What about storing it in QGIS settings? Something like https://docs.qgis.org/2.18/en/docs/pyqgis_developer_cookbook/settings.html maybe, and then providing a way for users to change it via some configuration UI, maybe also UI to Sign Out / In. Plus initialize it only once when the QGIS EE plugin starts. This would make it look similar to other plugins which require authentication / authorization (e.g.

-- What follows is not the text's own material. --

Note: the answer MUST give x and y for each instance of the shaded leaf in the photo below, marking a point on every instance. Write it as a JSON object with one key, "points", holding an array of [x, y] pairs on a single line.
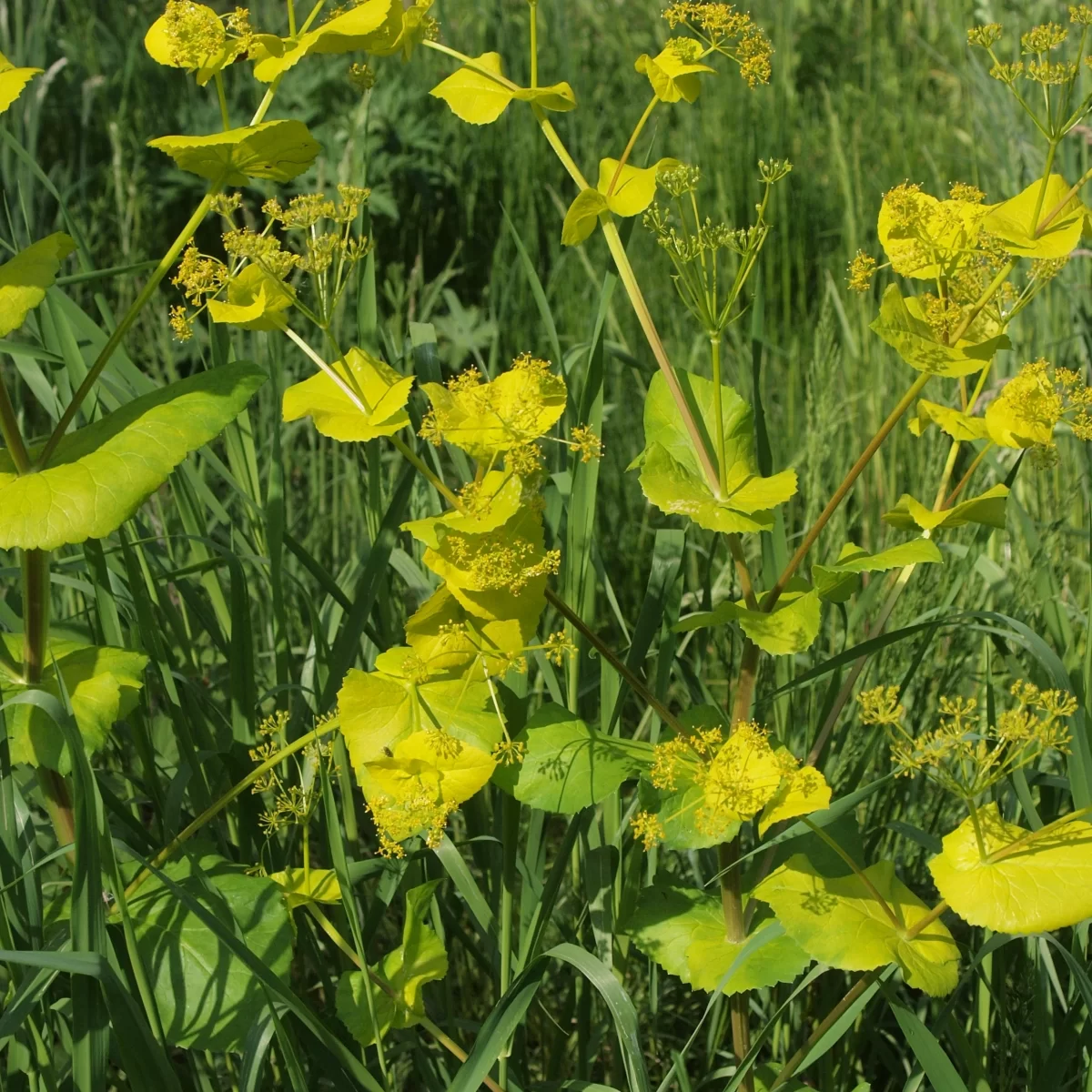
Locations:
{"points": [[682, 931], [25, 278], [838, 921], [987, 509], [274, 150], [569, 765], [1046, 884], [101, 474]]}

Mapboz, Felt, etc.).

I will consult with a few EE Python API developers as well to make sure we're not missing anything for the future user journeys here and will comment in this thread.

XavierCLL commented 3 months ago

Hi @gena, due to this #150 we need to discuss and resolve it in another PR.

The original idea for this PR was to fix the circular import bug, then I did a rollback of the commit that I tried to resolve partially the #150 in this PR, so now this PR resolve the circular import bug with other changes, and meanwhile we discuss and resolve #150 we need to provide these fixes together with PR #144 because many people are having these issues.

My proposal is to launch a new release with #142 and #144 PR asap, meanwhile we fix #150

In summary, this PR resolves the circular import bug and ee authentication process using the original ee functions (very recommended), however carry with the following changes:

  1. It needs users to add ee.Initalize() in their codes, (but it will be mandatory for #150)
  2. It can load EE objects saved in QGIS projects, but it cannot initialize ee in a Cloud Project (it needs to be fixed in #150), however it will work until the hard deadline
gena commented 2 months ago

The circular dependencies change is a good one, but forcing ee.Initialize() in all scripts is an overkill.

Can you please modify this PR to authenticate and initialize the EE library after the initialization of the plugin, in the init.py classFactory()?

In this case, when the plugin is installed for the first time - it will redirect user to the proper code to start the authentication process. Then we can modify that code to deal with the Cloud Project properly.

XavierCLL commented 1 month ago

@gena ok, done

gena commented 1 month ago

Great, thanks you! I will test it and will experiment with the central project configuration coming weekend to get #150 fixed as well.